Gensler bearish on crypto
While Tuesday’s hearing touched on a range of other issues, including cyber-security and Robinhood’s business model, crypto was the topic most frequently raised by the Senators in attendance.
Sen. Cynthia Lummis (R-Wy), whose home state of Wyoming has passed laws to attract crypto companies, repeated Toomey’s concerns about a lack of clear rules for the sector, and asked if Gensler was in favor of responsible financial innovation.
Gensler responded that he is strongly in favor of innovation, and that the SEC has encouraged newer companies to engage with the agency. “I’ve said ‘come in’ whether it’s in crypto or elsewhere,” he added.
Overall, however, Gensler’s tone was bearish when it came to cryptocurrency. He appeared sympathetic to Warren, who blasted the industry for high fees associated with trading and other transactions and failing to live up to its promise of financial inclusion.
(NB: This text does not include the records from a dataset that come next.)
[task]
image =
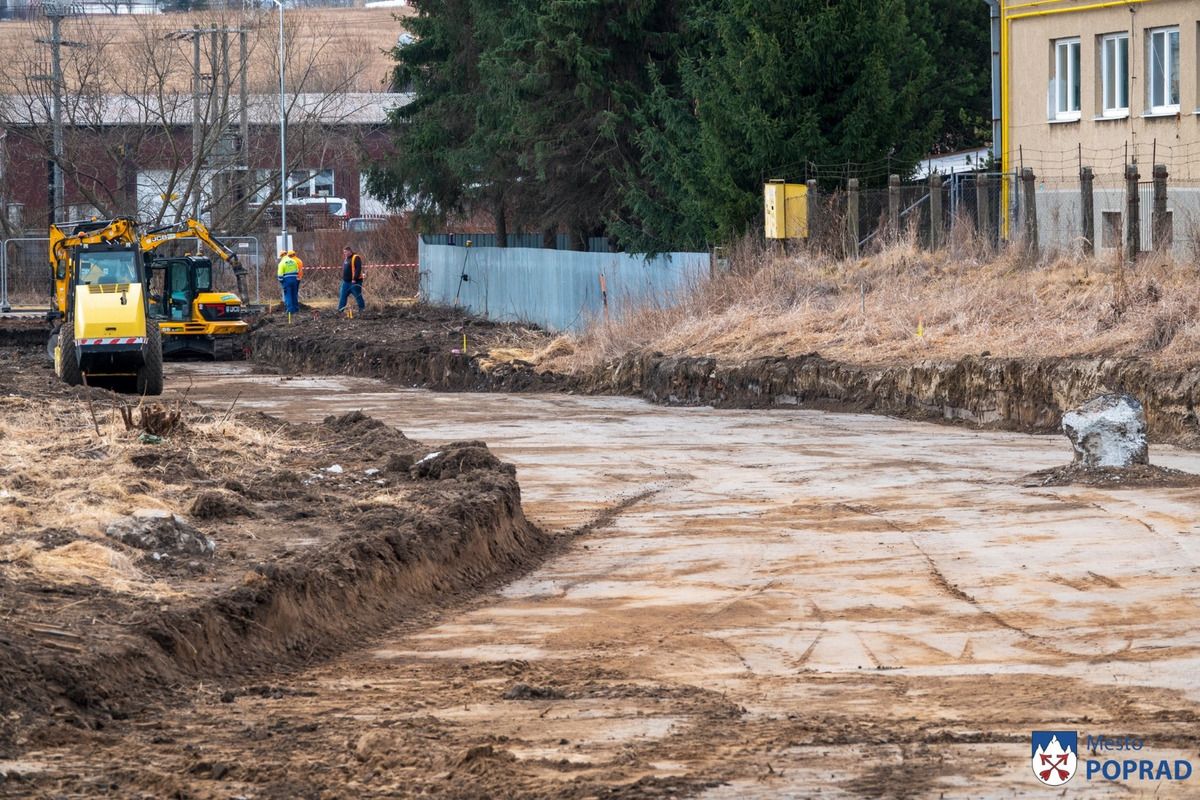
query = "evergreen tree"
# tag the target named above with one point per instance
(773, 84)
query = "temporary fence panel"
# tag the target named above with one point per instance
(559, 290)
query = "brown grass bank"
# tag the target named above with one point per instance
(906, 305)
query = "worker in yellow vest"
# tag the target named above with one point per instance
(289, 281)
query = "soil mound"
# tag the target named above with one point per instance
(310, 546)
(1135, 476)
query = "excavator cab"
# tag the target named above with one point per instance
(195, 319)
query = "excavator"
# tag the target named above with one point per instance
(195, 319)
(100, 307)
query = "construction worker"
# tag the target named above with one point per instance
(289, 281)
(299, 263)
(352, 280)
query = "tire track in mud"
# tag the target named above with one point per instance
(952, 590)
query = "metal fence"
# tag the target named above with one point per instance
(1044, 216)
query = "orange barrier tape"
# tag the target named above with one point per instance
(370, 266)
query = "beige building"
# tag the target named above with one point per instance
(1102, 85)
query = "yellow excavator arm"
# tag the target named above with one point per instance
(196, 229)
(91, 232)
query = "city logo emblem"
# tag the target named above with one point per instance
(1055, 756)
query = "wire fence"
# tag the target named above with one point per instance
(1044, 215)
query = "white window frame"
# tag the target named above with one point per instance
(1163, 71)
(1115, 74)
(310, 182)
(1066, 82)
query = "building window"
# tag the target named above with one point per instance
(311, 182)
(1115, 74)
(1065, 84)
(1163, 71)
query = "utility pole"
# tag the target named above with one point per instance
(57, 12)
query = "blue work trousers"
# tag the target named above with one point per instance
(347, 290)
(291, 284)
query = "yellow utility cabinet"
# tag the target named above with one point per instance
(786, 210)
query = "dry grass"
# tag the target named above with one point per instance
(59, 477)
(870, 311)
(82, 563)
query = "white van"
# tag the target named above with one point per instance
(335, 206)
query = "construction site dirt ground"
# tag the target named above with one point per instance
(731, 603)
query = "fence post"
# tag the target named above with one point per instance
(1087, 210)
(935, 211)
(852, 217)
(1031, 210)
(983, 218)
(1133, 214)
(1161, 232)
(816, 232)
(893, 208)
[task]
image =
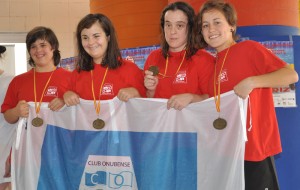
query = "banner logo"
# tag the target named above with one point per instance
(108, 172)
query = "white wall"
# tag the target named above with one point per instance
(17, 17)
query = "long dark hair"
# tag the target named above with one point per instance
(226, 9)
(43, 33)
(190, 13)
(112, 58)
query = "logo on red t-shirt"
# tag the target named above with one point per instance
(224, 76)
(181, 77)
(107, 89)
(51, 91)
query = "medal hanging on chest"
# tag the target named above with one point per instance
(37, 121)
(219, 123)
(98, 123)
(155, 69)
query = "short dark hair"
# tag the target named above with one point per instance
(112, 57)
(190, 13)
(43, 33)
(226, 9)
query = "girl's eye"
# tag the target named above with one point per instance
(204, 26)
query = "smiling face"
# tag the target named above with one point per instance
(175, 29)
(216, 31)
(41, 53)
(95, 42)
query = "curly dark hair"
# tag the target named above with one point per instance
(112, 57)
(190, 13)
(226, 9)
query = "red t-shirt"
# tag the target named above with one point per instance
(22, 87)
(192, 76)
(127, 75)
(246, 59)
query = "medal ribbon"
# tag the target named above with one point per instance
(37, 105)
(167, 63)
(97, 104)
(218, 94)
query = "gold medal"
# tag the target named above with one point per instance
(98, 124)
(220, 123)
(37, 122)
(154, 70)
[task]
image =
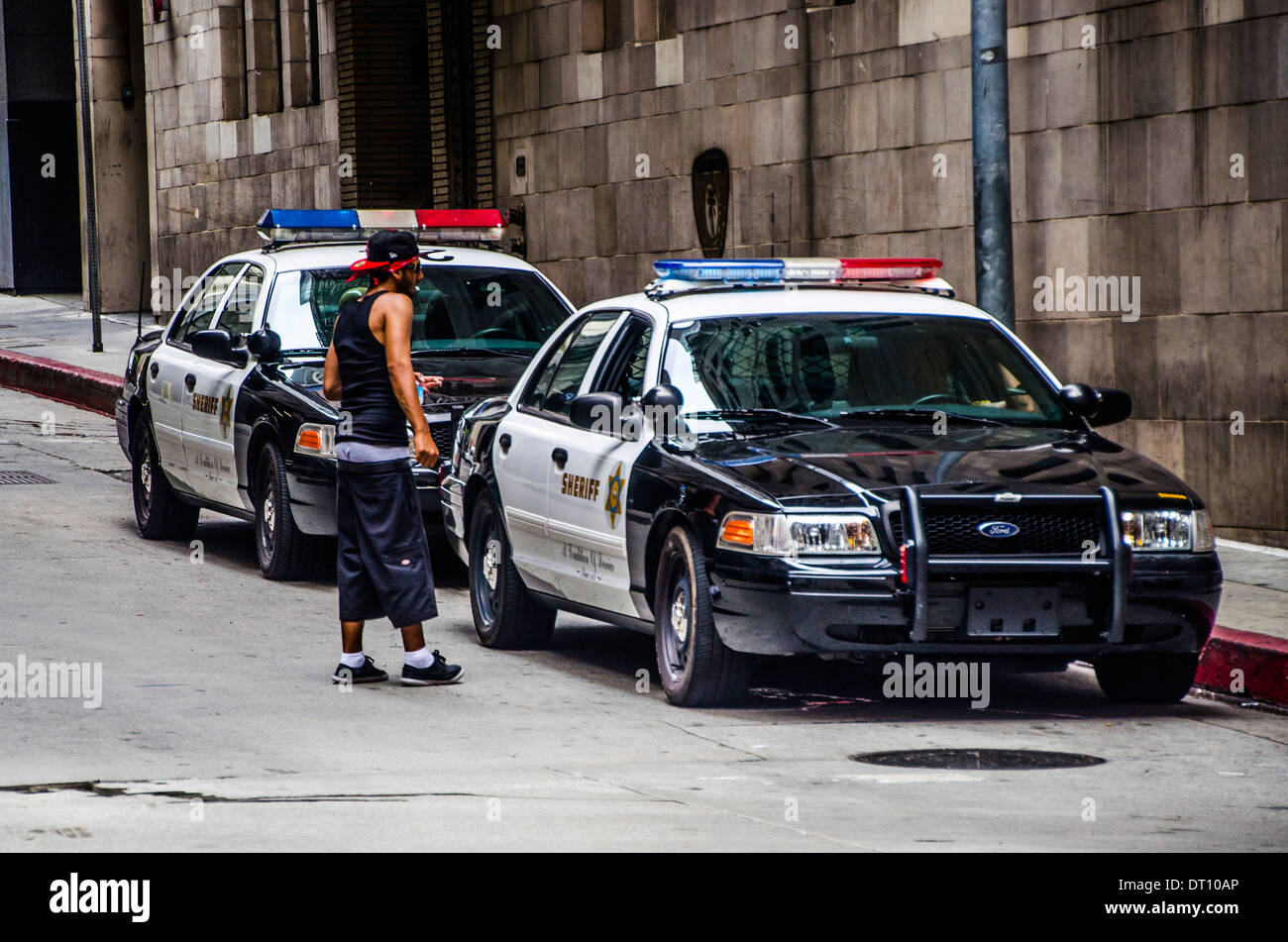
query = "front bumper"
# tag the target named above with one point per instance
(1116, 602)
(312, 484)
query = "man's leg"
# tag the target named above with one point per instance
(351, 637)
(413, 636)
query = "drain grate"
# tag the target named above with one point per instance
(978, 758)
(22, 477)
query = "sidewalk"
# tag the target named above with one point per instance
(46, 349)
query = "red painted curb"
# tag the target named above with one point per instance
(85, 389)
(1261, 658)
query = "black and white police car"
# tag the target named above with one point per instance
(223, 408)
(859, 466)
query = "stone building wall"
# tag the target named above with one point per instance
(237, 126)
(1147, 142)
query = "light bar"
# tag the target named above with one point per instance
(777, 270)
(434, 226)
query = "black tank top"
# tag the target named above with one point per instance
(366, 392)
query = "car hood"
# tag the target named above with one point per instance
(465, 378)
(849, 468)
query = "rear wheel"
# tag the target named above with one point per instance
(505, 613)
(696, 667)
(283, 551)
(1146, 678)
(158, 511)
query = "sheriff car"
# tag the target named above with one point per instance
(223, 409)
(824, 457)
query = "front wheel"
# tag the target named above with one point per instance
(505, 614)
(1146, 678)
(696, 667)
(283, 551)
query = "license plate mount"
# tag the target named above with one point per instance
(1009, 613)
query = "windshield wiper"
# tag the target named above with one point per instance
(477, 351)
(758, 413)
(921, 414)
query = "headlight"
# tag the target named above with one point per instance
(317, 440)
(1167, 530)
(804, 534)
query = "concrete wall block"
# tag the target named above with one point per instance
(861, 117)
(1266, 164)
(1171, 163)
(957, 104)
(1136, 364)
(930, 116)
(1227, 146)
(1072, 94)
(1157, 261)
(1256, 257)
(883, 190)
(896, 106)
(1043, 174)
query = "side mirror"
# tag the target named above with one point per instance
(266, 345)
(1115, 405)
(597, 412)
(1103, 405)
(661, 408)
(218, 345)
(665, 396)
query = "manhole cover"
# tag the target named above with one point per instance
(22, 477)
(978, 758)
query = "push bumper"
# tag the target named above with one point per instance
(1113, 602)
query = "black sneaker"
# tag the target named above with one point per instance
(436, 675)
(368, 674)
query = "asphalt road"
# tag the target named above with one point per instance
(219, 727)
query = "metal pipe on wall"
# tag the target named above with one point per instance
(95, 299)
(991, 150)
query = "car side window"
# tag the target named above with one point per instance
(561, 378)
(622, 369)
(240, 309)
(201, 310)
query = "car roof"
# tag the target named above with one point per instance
(294, 258)
(709, 302)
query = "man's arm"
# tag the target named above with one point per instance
(331, 376)
(395, 312)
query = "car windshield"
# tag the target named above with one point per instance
(492, 310)
(832, 366)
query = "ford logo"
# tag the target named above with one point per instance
(997, 529)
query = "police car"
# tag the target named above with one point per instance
(223, 409)
(824, 457)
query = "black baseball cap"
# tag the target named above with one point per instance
(389, 249)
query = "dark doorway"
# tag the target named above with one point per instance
(40, 205)
(711, 201)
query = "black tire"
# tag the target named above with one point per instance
(1146, 678)
(696, 667)
(505, 614)
(284, 554)
(159, 514)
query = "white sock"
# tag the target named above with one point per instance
(420, 658)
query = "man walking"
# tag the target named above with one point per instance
(382, 555)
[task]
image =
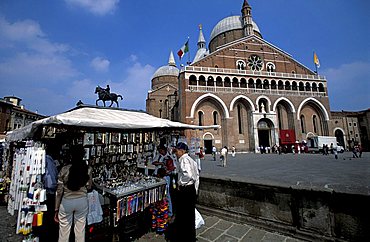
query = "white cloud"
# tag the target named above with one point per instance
(100, 64)
(97, 7)
(349, 86)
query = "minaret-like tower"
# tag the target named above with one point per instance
(247, 19)
(201, 40)
(171, 60)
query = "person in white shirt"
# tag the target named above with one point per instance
(214, 150)
(188, 183)
(224, 156)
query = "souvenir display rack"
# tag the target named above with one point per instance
(26, 192)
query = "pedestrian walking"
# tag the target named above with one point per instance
(354, 152)
(214, 150)
(71, 205)
(223, 157)
(188, 184)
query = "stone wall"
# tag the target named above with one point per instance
(309, 214)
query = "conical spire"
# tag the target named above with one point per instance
(171, 60)
(201, 39)
(245, 4)
(247, 19)
(202, 50)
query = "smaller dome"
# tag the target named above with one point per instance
(166, 71)
(230, 23)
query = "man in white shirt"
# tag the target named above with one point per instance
(188, 183)
(224, 156)
(214, 150)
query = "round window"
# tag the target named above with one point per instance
(255, 63)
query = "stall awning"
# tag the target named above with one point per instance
(99, 117)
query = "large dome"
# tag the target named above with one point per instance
(230, 23)
(166, 71)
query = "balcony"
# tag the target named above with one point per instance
(265, 74)
(277, 92)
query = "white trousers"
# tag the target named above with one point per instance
(77, 210)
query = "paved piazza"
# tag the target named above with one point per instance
(301, 171)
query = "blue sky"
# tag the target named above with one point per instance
(53, 53)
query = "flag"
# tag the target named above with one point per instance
(316, 60)
(184, 49)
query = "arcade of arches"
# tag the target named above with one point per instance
(258, 122)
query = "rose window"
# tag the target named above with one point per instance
(255, 63)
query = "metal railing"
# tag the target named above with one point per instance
(278, 92)
(212, 71)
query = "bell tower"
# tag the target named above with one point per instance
(247, 19)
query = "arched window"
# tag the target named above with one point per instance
(314, 87)
(287, 85)
(273, 84)
(251, 83)
(202, 81)
(294, 86)
(227, 82)
(219, 81)
(303, 124)
(215, 117)
(240, 120)
(308, 87)
(314, 122)
(200, 118)
(280, 85)
(192, 80)
(259, 84)
(235, 82)
(280, 116)
(301, 86)
(243, 83)
(210, 82)
(321, 88)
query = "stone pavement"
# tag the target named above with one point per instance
(219, 230)
(299, 171)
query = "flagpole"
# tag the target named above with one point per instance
(314, 61)
(188, 52)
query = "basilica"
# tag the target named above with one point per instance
(258, 93)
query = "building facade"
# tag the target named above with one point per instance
(14, 115)
(352, 128)
(259, 94)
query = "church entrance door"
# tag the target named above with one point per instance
(208, 146)
(264, 138)
(264, 132)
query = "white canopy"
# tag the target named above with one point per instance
(99, 117)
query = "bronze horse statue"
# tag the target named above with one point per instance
(105, 95)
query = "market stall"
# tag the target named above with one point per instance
(119, 145)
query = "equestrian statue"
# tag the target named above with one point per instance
(104, 94)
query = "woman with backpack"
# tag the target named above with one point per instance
(71, 205)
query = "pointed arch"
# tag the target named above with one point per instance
(268, 101)
(219, 100)
(319, 104)
(241, 97)
(208, 133)
(285, 99)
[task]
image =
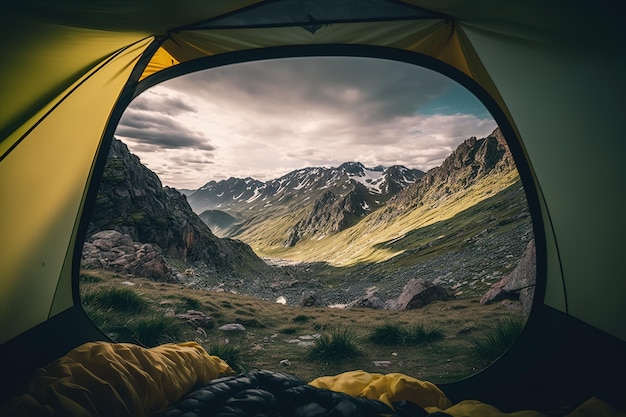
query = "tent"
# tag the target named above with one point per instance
(551, 73)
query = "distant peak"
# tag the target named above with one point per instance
(352, 167)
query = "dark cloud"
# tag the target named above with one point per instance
(159, 130)
(267, 118)
(368, 88)
(160, 103)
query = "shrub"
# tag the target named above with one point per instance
(392, 334)
(338, 345)
(288, 329)
(421, 333)
(120, 299)
(388, 334)
(494, 341)
(155, 329)
(228, 353)
(190, 303)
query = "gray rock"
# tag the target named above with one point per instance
(311, 299)
(113, 250)
(519, 284)
(371, 301)
(196, 319)
(419, 292)
(233, 327)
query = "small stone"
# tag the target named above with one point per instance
(233, 327)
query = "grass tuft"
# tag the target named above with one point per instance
(228, 353)
(389, 334)
(119, 299)
(155, 329)
(190, 303)
(494, 341)
(336, 346)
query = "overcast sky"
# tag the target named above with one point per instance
(265, 119)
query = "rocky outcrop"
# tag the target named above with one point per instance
(369, 301)
(132, 201)
(519, 284)
(471, 161)
(311, 299)
(417, 293)
(110, 249)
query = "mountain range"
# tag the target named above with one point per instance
(348, 224)
(327, 200)
(132, 200)
(278, 217)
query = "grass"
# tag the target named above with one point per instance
(119, 299)
(445, 356)
(338, 345)
(388, 334)
(227, 352)
(155, 329)
(494, 341)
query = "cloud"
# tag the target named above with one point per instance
(264, 119)
(153, 121)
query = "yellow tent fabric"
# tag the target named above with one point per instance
(98, 379)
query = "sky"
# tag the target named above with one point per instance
(264, 119)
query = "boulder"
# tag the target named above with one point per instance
(110, 249)
(419, 292)
(519, 284)
(196, 319)
(311, 299)
(369, 301)
(233, 327)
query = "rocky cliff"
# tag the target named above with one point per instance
(132, 201)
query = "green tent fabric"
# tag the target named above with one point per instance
(552, 73)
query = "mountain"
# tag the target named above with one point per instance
(473, 161)
(132, 200)
(310, 213)
(307, 202)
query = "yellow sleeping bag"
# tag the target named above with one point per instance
(116, 379)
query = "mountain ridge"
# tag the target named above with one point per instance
(317, 202)
(131, 200)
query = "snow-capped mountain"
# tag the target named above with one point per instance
(313, 201)
(242, 193)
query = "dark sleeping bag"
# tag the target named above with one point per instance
(266, 393)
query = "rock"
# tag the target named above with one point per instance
(110, 249)
(519, 284)
(233, 327)
(419, 292)
(311, 299)
(371, 301)
(197, 319)
(132, 200)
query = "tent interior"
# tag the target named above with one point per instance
(551, 74)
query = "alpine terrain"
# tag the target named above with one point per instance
(342, 233)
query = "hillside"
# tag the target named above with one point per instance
(132, 200)
(310, 202)
(345, 216)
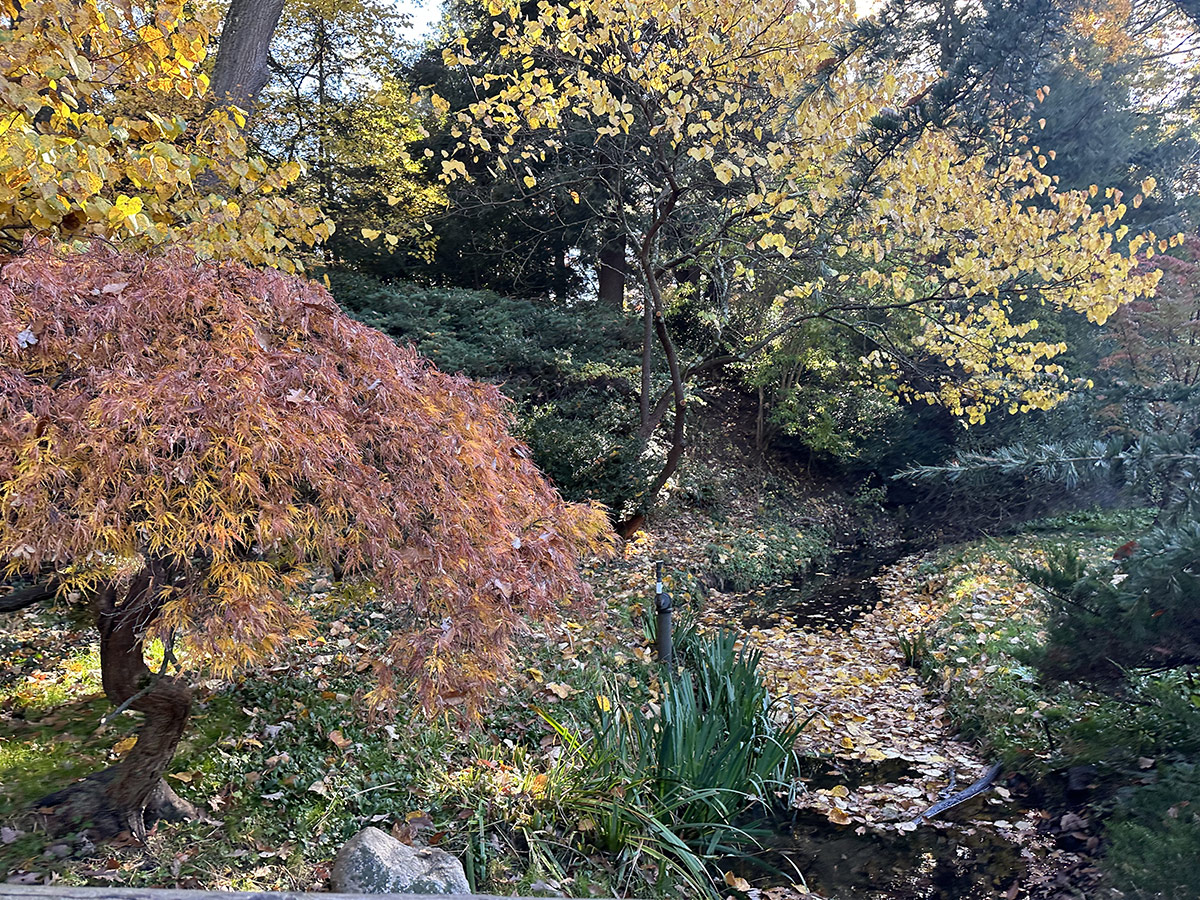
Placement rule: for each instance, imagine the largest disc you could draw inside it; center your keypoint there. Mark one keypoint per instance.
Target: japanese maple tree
(183, 443)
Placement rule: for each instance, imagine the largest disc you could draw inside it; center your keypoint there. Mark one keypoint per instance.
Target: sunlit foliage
(759, 151)
(105, 133)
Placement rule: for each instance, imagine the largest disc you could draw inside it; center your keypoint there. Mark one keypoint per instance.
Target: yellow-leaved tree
(105, 131)
(753, 163)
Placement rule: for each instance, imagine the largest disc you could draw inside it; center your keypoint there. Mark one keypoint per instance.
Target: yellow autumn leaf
(125, 744)
(736, 882)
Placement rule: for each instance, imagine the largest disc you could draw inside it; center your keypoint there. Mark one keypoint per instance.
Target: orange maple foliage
(238, 425)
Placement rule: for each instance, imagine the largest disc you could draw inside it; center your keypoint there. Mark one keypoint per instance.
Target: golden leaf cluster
(237, 424)
(747, 120)
(103, 133)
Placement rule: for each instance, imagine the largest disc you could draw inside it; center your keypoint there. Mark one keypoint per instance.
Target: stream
(935, 862)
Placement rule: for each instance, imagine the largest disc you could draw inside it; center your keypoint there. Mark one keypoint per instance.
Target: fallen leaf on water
(125, 744)
(735, 882)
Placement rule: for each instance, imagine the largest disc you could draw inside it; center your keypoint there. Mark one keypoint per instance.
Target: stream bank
(881, 747)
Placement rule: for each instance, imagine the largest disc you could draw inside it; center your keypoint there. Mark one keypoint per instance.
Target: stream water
(847, 863)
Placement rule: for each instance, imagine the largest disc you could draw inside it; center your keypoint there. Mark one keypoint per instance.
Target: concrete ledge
(55, 892)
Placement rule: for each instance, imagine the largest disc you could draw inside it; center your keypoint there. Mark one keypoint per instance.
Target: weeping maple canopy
(106, 131)
(235, 423)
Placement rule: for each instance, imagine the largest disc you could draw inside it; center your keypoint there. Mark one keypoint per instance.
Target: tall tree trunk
(130, 796)
(647, 363)
(240, 70)
(611, 271)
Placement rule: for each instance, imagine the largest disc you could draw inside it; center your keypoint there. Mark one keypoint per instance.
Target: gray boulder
(376, 863)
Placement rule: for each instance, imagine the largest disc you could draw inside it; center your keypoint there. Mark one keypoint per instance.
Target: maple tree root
(88, 804)
(131, 796)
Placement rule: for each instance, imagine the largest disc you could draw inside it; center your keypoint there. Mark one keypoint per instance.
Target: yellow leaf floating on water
(735, 882)
(838, 816)
(125, 744)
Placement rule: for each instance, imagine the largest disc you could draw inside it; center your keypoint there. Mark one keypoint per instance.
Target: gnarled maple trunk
(130, 796)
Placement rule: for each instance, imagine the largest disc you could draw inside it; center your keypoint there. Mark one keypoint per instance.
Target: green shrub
(575, 403)
(745, 558)
(1155, 838)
Gensler told Warren that the Commission needed more resources to police the industry.
“There are 6,000 projects and while some are commodities, many are securities under the law,” he said. “Right now there are many individuals in this country who’ve been hurt … There will be more [harm] since this crypto area is trying to stay outside the investor protection perimeter.”
Other crypto skeptics at the hearing included Mark Warner (D-Va), a foreign affairs specialist, who warned of crypto’s potential to skirt anti-money laundering laws and remarked, “Some of the things I see from intel side scare the dickens out of me.”
Warner did acknowledge the crypto industry’s capacity to mobilize its supporters, citing a recent dispute in Congress over the definition of brokers, and noting “for a group that says they’re unorganized, I’ve never seen a group that’s got as many publication as the crypto community already has.”
All of this suggests that Tuesday’s hearing and the ongoing clash between the SEC and Coinbase is likely to be a protracted battle as the regulator and Congress attempt to create rules to oversee the fast-growing crypto industry.